Flip thinking is thinking in terms of opportunities rather than problems. It is a way of thinking whereby you look at reality as it is and think about what you can do with it. Flip thinking is a Dutch idea and one of the reasons the Dutch do so well in international logistics. Flip thinking and innovation are entering the traditional world of air cargo. At the moment it is still with the smaller process improvements making day-to-day life a little easier for users in the supply chain. There are many examples where pure innovation has been applied: Artificial Intelligence, Augmented Reality andBlockchain – these are not just ‘buzz words’ but have become daily reality in
contemporary air cargo processes.
“From trend to reality …”
Digitisation is as old as the computer. Scanning documents, faxing, automatic processing, we’ve been doing it for decades. Digitalisation was the next step and required a new mindset: change being the new norm.

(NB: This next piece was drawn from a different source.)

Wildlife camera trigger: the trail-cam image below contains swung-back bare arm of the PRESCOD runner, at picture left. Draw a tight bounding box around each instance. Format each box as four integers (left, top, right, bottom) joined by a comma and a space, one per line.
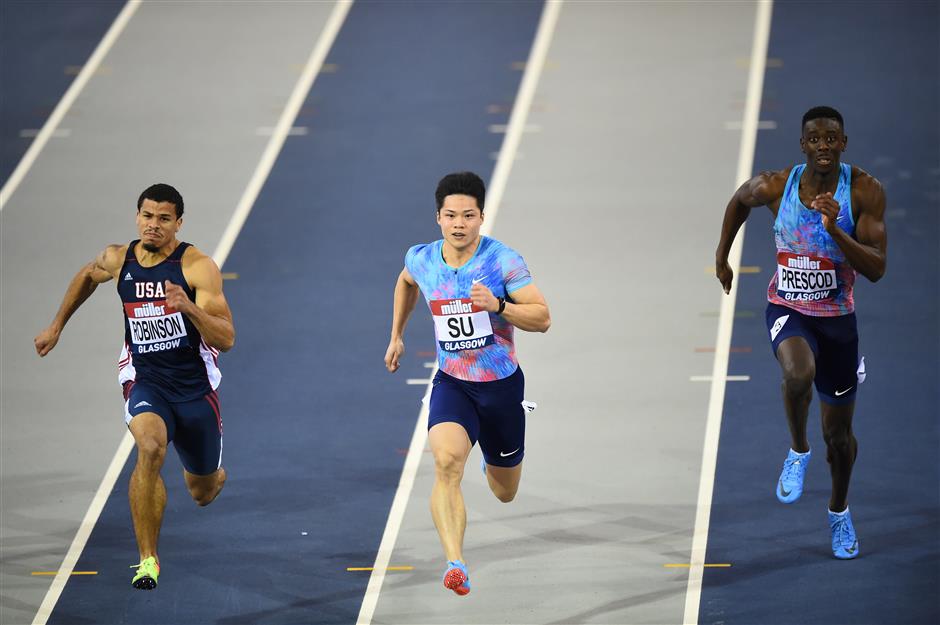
715, 170, 790, 293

Digitalisation seems similar to digitisation but its scope goes so much further and also, therefore, its possibilities. Digitalisation is building a digital company or transforming complete processes. This requires creative flip thinking. A conservative approach is no longer appropriate today. Even the most traditional B2B air cargo professionals have adapted to the world of B2C e-commerce and can envisage the role their companies can play in the digital reality. However, while the aim of companies in the supply chain remains the same, it is their strategy, business operations, business model and company culture that will have to be redefined.
“Digitisation and Digitalisation are not the same”

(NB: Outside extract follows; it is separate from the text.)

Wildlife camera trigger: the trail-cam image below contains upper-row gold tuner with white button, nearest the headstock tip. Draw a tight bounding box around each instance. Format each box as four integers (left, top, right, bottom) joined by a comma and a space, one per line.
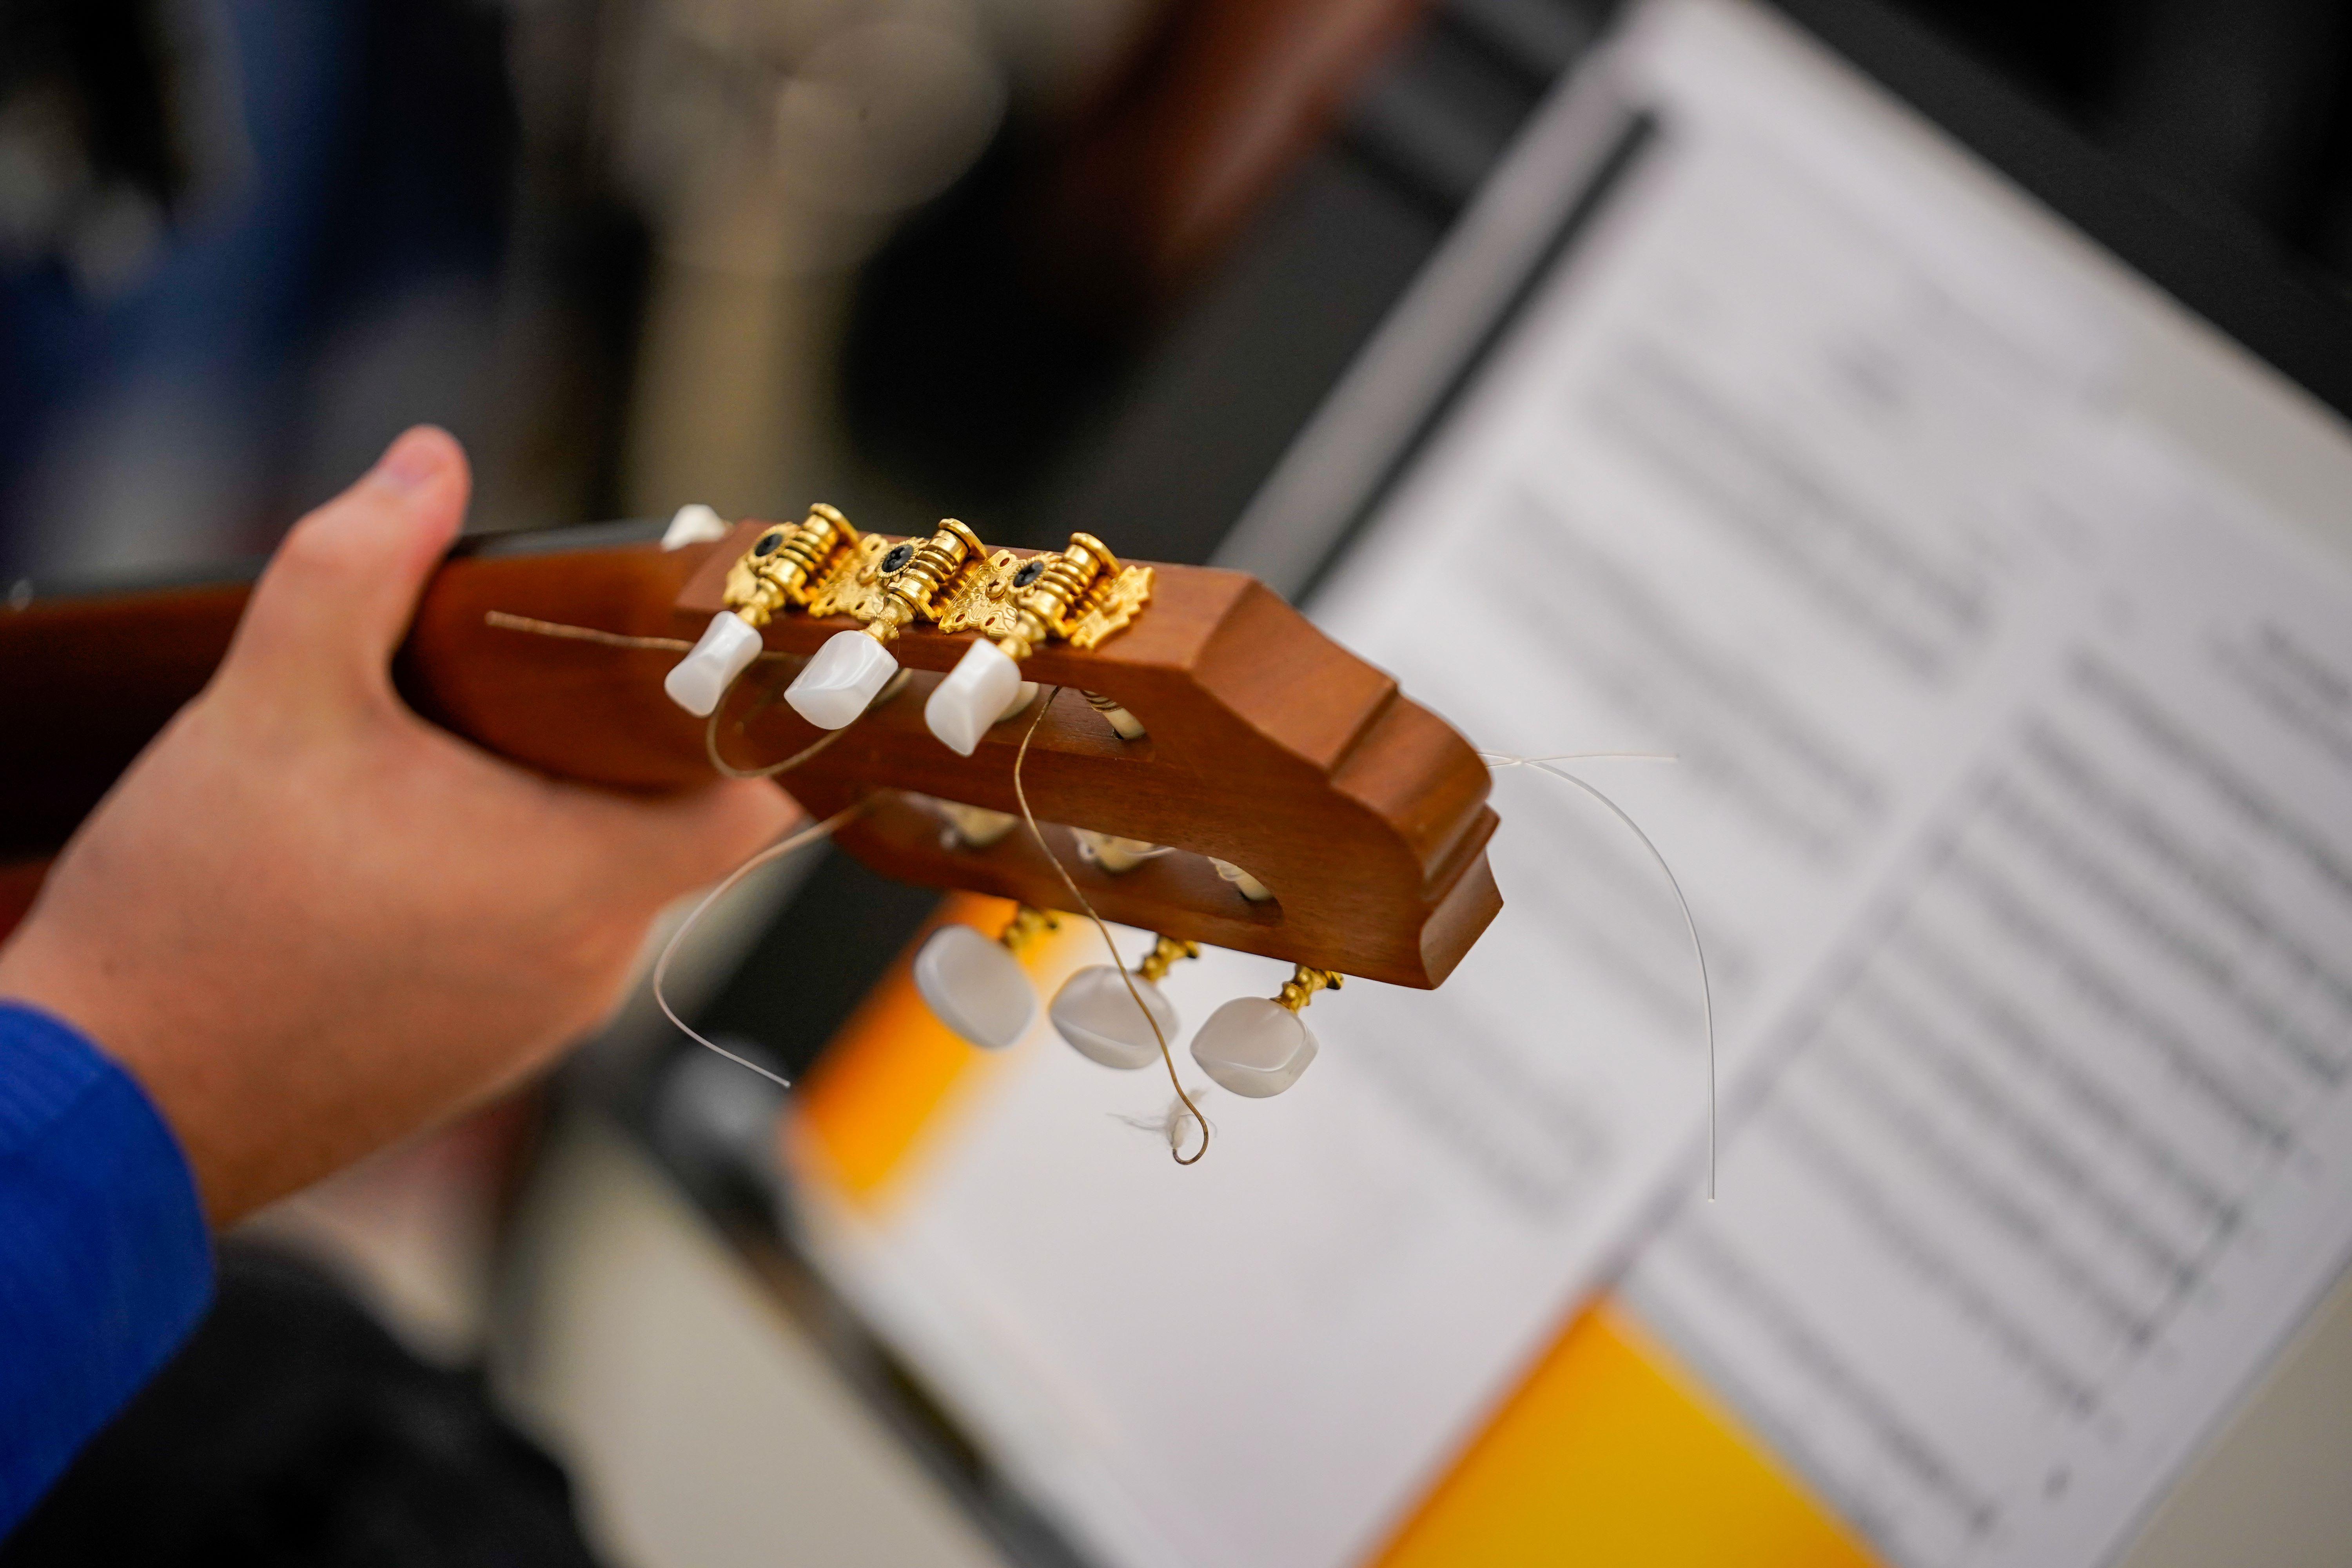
922, 534, 1152, 757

There are so many examples: in the Rate Management world digitisation began with sending eRate sheets and PDF documents and by posting standardised tariffs online. The next, digitalisation, phase has already commenced. Dynamic pricing is a good example but also the financial digital payment systems that show costs in real time at the HAWB level. Various digital freight forwarders are entering the market and are making full use of digitalisation and innovation. Their market share is not yet large enough for these digital forwarders to be disruptive but this will not take much longer.
We waited 20 years for the “Internet of Things” but there are already good examples in air cargo where digitalisation and IoT are fully integrated. An example is the transporting of Biopharmaceuticals with “IoT-enabled Unit Load Devices” with Real Time dynamic tracking and remotely regulated temperature. And, Augmented Reality can be adapted for every depot and warehouse; from shipper to distribution centre and from forwarder to handling agent.
There are countless opportunities to implement process improvements and I am delighted to see that innovation is in full swing in the cargo industry. I hope you will enjoy reading this latest edition of Cargo Magazine.